Le puissant moteur de recherche Google vient de signer un accord avec les éditeurs de presse français (dont leSyndicat de la presse indépendante d'information en ligne, le Spiil, souhaite qu'il soit rendu public) en présence du Chef de l’Etat et de certains membres du gouvernement. Le géant américain a ainsi « accepté de lâcher 60 millions d’euros » aux éditeurs de presse,  précise le journal le Monde dans son édition du samedi 2 février. L’accord, tantôt qualifié d’événement mondial, tantôt d’accord en demi-teinte a le mérite de faire tomber la tension qui était palpable ces derniers temps entre Google et les éditeurs de presse. Il est le résultat de pénibles tractations menées de part et d’autre pour aboutir au meilleur compromis possible. Quelles étaient les enjeux et les étapes de la négociation ?

Après une période d’hésitation, les éditeurs de presse sont parvenus à la conclusion que l’outil Internet, loin d’être un frein à leur développement, pouvait constituer un instrument novateur au service de l’information. De fait, les grands quotidiens et hebdomadaires ont réussi leur transition numérique et sont très présents sur le Web.

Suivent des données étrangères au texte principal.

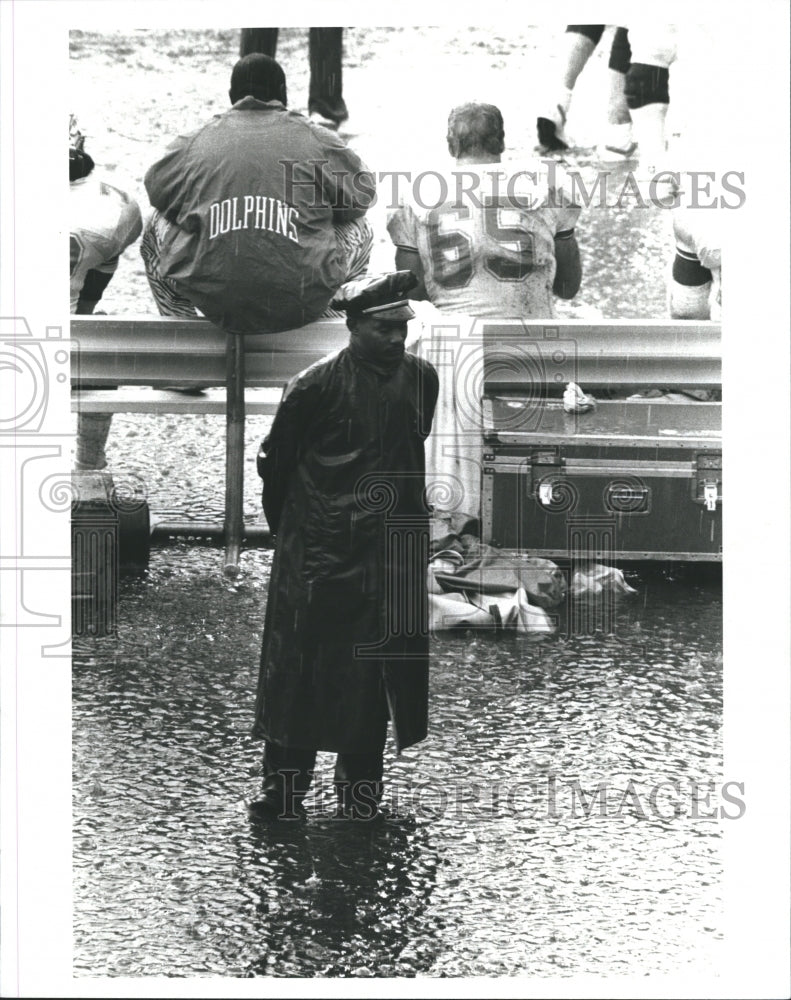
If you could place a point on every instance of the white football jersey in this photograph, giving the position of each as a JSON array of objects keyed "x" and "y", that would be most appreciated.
[
  {"x": 485, "y": 234},
  {"x": 103, "y": 222}
]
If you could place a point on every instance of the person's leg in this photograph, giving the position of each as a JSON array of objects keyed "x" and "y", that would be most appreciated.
[
  {"x": 358, "y": 784},
  {"x": 579, "y": 42},
  {"x": 618, "y": 143},
  {"x": 648, "y": 92},
  {"x": 93, "y": 429},
  {"x": 355, "y": 241},
  {"x": 288, "y": 774},
  {"x": 169, "y": 301},
  {"x": 358, "y": 776},
  {"x": 258, "y": 40},
  {"x": 326, "y": 74}
]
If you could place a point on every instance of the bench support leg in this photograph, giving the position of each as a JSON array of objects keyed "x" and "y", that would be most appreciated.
[{"x": 234, "y": 453}]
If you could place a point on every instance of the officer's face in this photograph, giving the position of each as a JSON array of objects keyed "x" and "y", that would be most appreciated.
[{"x": 380, "y": 340}]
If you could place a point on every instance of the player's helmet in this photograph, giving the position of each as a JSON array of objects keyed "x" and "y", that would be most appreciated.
[{"x": 80, "y": 162}]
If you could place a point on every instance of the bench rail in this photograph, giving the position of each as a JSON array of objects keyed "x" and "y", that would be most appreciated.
[{"x": 249, "y": 373}]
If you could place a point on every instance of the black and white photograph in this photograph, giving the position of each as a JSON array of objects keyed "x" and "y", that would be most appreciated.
[{"x": 395, "y": 520}]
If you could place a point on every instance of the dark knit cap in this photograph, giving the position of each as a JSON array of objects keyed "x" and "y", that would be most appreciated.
[{"x": 259, "y": 76}]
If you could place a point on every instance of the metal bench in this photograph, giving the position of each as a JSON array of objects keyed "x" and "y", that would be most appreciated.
[{"x": 142, "y": 355}]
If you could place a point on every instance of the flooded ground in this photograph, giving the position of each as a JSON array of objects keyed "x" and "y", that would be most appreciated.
[{"x": 500, "y": 859}]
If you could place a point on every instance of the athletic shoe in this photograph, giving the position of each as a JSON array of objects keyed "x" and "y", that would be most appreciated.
[{"x": 550, "y": 133}]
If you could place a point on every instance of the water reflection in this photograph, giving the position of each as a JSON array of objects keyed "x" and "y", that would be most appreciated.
[
  {"x": 337, "y": 899},
  {"x": 501, "y": 859}
]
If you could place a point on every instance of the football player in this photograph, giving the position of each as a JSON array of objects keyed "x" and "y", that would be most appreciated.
[
  {"x": 499, "y": 240},
  {"x": 103, "y": 222}
]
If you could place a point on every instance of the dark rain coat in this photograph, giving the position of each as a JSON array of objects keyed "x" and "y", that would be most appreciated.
[{"x": 346, "y": 631}]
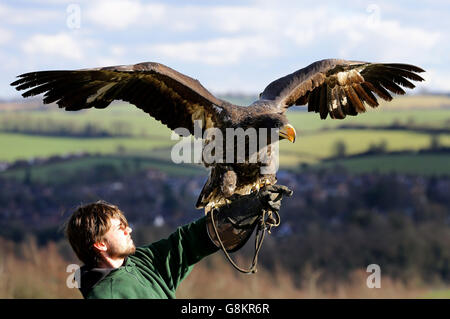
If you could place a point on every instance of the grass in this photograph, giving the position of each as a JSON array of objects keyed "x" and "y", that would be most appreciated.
[
  {"x": 20, "y": 146},
  {"x": 55, "y": 173},
  {"x": 424, "y": 164},
  {"x": 433, "y": 118},
  {"x": 30, "y": 271},
  {"x": 315, "y": 147}
]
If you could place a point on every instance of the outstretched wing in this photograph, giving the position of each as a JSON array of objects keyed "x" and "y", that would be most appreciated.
[
  {"x": 169, "y": 96},
  {"x": 340, "y": 87}
]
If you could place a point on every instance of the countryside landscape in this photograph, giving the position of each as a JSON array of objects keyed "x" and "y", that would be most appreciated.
[{"x": 371, "y": 189}]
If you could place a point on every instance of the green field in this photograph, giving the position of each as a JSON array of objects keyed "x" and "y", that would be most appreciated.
[
  {"x": 424, "y": 164},
  {"x": 141, "y": 135}
]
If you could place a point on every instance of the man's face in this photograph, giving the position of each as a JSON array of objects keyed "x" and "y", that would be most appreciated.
[{"x": 118, "y": 240}]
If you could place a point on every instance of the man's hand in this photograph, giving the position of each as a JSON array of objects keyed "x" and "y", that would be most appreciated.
[
  {"x": 236, "y": 221},
  {"x": 271, "y": 196}
]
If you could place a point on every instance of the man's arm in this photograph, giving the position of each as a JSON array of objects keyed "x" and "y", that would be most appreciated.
[{"x": 174, "y": 256}]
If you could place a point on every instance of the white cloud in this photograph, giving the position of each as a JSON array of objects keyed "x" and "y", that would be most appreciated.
[
  {"x": 120, "y": 14},
  {"x": 28, "y": 16},
  {"x": 436, "y": 80},
  {"x": 220, "y": 51},
  {"x": 5, "y": 36},
  {"x": 60, "y": 44}
]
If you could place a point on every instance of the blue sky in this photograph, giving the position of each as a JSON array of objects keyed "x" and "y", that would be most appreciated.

Mais les deux obstacles qui portent atteinte à la rentabilité des éditeurs de presse sur Internet sont d’une part la gratuité d’une certaine presse et d’autre part le détournement par les moteurs de recherche de l’information produite. En référençant l’information dont les sites de presse sont les propriétaires, Google génère des revenus publicitaires importants, sans opérer aucune redistribution. La revendication des patrons de presse porte donc sur une redistribution des profits publicitaires réalisés par Google au moyen de la valeur ainsi créée par les éditeurs de presse.

Cette bataille entre les producteurs de « contenus » que sont les éditeurs de presse et Google, dont l’activité est de les disséminer, a donc pour objet un meilleur partage de la valeur entre les différents acteurs du numérique. Des intérêts importants sont donc en jeux et notamment les droits d’auteurs. La mission Lescure « de concertation sur les contenus numériques et la politique culturelle à l’heure du numérique », actuellement à l’œuvre, a précisément pour objet de travailler à la recherche d’un consensus afin de mieux protéger les droits d’auteur.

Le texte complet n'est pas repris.